There was nothing around her but woods. [The grandmother] wanted to tell him that he must pray. She opened and closed her mouth several times before anything came out. Finally she found herself saying, "Jesus. Jesus," meaning, Jesus will help you, but the way she was saying it, it sounded as if she might be cursing. (128)
The grandmother appears to be in a state of shock at this point, which is understandable. She has, after all, already lost her son and grandson, her daughter-in-law, June Star, and the baby. Why does she bring up the question of Jesus? Does she use religion to get The Misfit to spare her?
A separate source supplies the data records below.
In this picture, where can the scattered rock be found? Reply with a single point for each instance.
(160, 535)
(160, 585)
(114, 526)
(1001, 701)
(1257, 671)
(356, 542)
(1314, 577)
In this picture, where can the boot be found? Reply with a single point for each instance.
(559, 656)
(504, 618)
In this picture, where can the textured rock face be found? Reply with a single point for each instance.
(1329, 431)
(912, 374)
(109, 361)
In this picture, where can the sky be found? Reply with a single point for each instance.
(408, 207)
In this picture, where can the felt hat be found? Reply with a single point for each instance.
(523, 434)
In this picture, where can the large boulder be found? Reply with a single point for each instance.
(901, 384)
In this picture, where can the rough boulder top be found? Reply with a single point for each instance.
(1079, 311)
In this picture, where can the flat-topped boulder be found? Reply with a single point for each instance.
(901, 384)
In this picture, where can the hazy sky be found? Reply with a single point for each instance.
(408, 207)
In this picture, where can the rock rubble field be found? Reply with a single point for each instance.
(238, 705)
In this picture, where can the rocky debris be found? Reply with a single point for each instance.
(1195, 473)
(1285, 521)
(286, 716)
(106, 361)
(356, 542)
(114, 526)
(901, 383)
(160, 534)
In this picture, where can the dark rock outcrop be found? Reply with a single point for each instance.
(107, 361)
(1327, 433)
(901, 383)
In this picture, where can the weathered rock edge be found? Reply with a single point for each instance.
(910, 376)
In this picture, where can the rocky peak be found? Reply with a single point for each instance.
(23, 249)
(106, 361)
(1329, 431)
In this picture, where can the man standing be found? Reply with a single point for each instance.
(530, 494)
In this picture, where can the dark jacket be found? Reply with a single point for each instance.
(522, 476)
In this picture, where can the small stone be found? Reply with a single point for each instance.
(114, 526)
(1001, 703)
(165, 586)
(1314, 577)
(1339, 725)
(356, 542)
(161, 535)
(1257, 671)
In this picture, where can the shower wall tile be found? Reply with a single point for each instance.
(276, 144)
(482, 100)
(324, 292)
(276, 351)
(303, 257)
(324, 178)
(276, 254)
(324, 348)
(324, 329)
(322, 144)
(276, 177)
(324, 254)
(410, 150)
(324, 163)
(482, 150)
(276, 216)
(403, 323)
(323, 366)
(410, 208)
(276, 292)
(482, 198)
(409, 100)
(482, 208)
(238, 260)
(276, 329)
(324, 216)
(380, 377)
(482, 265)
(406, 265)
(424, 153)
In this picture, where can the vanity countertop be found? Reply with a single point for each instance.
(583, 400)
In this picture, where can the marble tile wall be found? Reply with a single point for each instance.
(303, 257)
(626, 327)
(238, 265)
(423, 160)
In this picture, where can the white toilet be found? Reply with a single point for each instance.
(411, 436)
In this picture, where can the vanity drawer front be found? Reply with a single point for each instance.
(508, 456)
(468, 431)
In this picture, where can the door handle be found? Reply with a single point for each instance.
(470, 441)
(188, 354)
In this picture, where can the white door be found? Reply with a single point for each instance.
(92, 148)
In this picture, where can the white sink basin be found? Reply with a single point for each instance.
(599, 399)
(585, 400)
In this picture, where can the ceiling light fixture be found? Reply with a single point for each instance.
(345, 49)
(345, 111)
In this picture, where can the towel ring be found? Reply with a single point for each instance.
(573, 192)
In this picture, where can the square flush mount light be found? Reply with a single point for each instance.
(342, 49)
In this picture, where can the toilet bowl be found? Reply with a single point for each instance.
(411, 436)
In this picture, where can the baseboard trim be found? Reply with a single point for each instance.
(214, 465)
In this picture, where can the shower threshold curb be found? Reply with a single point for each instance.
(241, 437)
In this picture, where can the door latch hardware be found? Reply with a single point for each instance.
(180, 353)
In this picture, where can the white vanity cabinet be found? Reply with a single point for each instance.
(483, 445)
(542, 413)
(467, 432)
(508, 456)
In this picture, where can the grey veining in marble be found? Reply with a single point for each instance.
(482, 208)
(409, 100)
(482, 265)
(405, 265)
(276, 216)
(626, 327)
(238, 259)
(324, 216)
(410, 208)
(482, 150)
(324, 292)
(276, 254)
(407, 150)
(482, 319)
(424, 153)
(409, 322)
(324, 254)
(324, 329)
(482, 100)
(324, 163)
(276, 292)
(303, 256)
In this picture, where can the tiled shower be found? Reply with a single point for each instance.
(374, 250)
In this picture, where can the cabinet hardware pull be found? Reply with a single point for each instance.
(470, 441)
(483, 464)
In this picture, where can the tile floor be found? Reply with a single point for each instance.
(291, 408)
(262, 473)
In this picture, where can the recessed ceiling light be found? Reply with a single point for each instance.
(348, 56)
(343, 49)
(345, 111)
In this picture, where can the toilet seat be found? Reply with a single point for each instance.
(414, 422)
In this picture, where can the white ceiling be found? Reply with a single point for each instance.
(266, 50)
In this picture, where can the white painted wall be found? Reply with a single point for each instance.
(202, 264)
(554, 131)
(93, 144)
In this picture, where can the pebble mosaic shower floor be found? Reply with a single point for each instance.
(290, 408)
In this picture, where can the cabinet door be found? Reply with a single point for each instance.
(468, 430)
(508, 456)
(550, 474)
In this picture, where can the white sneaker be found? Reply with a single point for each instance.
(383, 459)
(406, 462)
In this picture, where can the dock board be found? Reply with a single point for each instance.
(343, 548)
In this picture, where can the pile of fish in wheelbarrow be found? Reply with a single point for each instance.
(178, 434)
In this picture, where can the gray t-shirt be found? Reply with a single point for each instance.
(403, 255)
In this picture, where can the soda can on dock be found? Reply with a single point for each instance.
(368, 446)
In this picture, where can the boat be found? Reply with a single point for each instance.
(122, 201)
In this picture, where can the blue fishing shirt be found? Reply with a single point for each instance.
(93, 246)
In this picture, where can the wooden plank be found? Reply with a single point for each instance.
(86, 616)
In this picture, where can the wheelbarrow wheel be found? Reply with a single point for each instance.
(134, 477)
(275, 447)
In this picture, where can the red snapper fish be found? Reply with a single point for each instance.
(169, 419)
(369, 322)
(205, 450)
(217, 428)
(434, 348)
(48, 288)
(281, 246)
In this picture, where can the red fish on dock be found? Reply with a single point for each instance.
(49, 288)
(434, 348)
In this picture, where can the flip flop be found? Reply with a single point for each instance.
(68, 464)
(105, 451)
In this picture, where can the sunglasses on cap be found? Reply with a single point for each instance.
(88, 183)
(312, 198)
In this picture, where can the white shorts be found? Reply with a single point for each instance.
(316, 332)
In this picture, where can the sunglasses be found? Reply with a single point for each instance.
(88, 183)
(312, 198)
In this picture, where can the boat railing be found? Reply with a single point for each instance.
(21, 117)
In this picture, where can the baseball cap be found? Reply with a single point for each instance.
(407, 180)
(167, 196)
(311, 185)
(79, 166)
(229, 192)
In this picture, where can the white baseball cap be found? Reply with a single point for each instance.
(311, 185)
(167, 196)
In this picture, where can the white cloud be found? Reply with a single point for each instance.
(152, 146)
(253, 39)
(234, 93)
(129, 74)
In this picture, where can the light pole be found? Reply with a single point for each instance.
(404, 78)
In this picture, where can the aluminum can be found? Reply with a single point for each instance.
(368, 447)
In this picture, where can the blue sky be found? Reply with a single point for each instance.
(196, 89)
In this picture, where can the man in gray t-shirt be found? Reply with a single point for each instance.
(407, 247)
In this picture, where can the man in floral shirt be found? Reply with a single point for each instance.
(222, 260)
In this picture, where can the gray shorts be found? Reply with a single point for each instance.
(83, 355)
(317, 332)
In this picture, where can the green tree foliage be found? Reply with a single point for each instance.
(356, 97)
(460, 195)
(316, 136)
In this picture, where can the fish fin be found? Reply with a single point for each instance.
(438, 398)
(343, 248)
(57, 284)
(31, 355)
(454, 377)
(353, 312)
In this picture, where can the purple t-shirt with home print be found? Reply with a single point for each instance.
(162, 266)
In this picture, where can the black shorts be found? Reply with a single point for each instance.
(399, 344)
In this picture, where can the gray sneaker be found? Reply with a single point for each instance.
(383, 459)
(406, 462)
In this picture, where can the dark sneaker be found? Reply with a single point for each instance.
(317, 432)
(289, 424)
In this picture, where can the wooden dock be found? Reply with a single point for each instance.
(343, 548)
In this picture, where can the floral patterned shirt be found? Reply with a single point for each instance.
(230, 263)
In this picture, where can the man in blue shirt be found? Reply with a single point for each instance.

Or is she calling to Jesus in shock, or perhaps cursing him for letting all of this happen? That "it sounded as if she might be cursing" suggests there's something inauthentic about her words, either because it's just a ploy, or because she doesn't believe what she's saying.
"Maybe He didn't raise the dead," the old lady mumbled, not knowing what she was saying and feeling so dizzy that she sank down in the ditch with her legs twisted under her. (135)
The grandmother is humbled here. She both sinks down – remember that before she was standing above The Misfit – and appears to lose her own confidence in Jesus. Is this wholly because of the trauma what's just happened to her, as in "How could God let this happen?" Or does it maybe also indicate that her faith was never that strong to begin with? At this point, ironically, The Misfit seems to have more faith than she does.
"If you would pray," the old lady said, "Jesus would help you."
"That's right," The Misfit said.
"Well then, why don't you pray?" she asked trembling with delight suddenly.
"I don't want no hep," he said. "I'm doing all right by myself." (120-121)
The grandmother attempts to convince The Misfit to pray, presumably in the hopes that he'll spare her. She probably "trembles with delight" because his apparent agreement that Jesus would help him gives her hope that she can win out in the end. The Misfit doesn't pray, because he doesn't want any help. What's interesting about this claim is that it goes against many of the other things he says. At moments The Misfit seems to be content with his life of "meanness." At others, however, it seems like he wants something else, or is genuinely dissatisfied with his life and with the way he is.